Tiene una fuerza autoritaria semejante a las ideas que yo me hacía de pequeña sobre Dios. Y una dulzura inamovible, semejante a la de un Papá Noel de una película de Disney. Si realmente se quiere saber quiénes son los verdaderos héroes de la historia mundial, hay que echar un vistazo a las madres. En las cocinas, trabajando con los moldes. Mientras los hombres están sentados en los lavabos, echados en las hamacas, fumando en los invernaderos.
Lo encuentro cepillando los cactus, envuelto en un aire espeso por el humo de los puros que ha fumado. Tiene una pequeña escobilla en la mano, tan estrecha como un cepillo de dientes, pero curva, de cerdas de unos treinta centímetros de largo.
– Es para evitar que se obturen los poros. Impediría que respiraran.
– Bien considerado -le digo-, quizá sería mejor que no lo hiciera.
Me mira con aire compungido.
– Mi mujer no me permite fumar cerca de los niños.
Me muestra la colilla del puro.
– Romeo y Julieta. Un habano clásico. Y endiabladamente bueno. Sobre todo los últimos centímetros. Cuando estás a punto de quemarte los labios. Ése es el trozo empapado de nicotina.

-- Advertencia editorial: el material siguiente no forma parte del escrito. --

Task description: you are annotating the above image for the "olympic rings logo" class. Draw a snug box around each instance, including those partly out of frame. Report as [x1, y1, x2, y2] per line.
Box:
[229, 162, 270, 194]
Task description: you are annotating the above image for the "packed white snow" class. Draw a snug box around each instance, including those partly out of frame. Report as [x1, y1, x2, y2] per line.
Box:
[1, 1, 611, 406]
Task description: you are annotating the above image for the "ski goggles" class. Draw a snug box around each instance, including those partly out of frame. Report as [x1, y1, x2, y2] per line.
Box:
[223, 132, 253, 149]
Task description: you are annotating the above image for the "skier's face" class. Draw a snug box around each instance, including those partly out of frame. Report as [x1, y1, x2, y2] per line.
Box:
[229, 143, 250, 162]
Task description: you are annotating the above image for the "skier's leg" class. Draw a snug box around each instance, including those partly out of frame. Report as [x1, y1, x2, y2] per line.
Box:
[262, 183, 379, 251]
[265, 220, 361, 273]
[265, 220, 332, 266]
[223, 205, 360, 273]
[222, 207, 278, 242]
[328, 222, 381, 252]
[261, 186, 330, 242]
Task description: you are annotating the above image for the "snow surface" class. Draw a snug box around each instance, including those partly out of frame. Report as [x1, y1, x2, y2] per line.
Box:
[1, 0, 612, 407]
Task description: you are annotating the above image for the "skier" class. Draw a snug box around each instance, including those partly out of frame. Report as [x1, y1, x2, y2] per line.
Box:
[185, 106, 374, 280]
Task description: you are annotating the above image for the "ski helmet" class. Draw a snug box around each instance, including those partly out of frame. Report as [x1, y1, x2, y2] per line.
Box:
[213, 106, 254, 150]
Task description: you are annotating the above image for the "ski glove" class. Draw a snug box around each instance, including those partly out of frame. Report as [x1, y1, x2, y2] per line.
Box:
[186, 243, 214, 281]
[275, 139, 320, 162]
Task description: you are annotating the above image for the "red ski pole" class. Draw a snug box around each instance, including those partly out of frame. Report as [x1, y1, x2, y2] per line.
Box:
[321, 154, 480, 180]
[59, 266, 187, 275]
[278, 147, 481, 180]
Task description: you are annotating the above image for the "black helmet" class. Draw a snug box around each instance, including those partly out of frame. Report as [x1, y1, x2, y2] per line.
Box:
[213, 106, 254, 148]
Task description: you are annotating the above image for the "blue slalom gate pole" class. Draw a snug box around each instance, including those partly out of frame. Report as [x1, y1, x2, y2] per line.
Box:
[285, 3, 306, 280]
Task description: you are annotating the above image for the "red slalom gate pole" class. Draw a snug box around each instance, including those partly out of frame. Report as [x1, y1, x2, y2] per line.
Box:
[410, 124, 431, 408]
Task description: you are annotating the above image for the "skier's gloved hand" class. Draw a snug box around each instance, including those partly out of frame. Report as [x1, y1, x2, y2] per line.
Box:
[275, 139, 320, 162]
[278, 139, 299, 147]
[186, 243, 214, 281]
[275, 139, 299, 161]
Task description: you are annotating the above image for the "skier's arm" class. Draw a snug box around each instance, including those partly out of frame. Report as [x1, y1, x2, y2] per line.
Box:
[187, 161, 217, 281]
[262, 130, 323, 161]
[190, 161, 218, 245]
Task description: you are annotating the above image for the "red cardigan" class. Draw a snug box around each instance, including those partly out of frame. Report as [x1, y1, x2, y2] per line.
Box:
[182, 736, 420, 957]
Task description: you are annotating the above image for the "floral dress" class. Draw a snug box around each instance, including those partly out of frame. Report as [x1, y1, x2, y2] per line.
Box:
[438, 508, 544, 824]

Cuelgo mi plumífero amarillo encima de una de las sillas de hierro forjado. Luego me quito el pañuelo que me cubre la cabeza. Debajo, llevo un trozo de gasa. También me lo quito. El mecánico ha limpiado la herida y la ha untado con pomada de clorhexidina. Inclino la cabeza para que le pueda echar un vistazo.
Cuando vuelvo a levantar la cabeza, su mirada es dura.
– Una quemadura -me dice pensativo-. ¿Acaso estuvo usted cerca?
– Estaba a bordo.
Se lava las manos en un hondo lavabo de acero.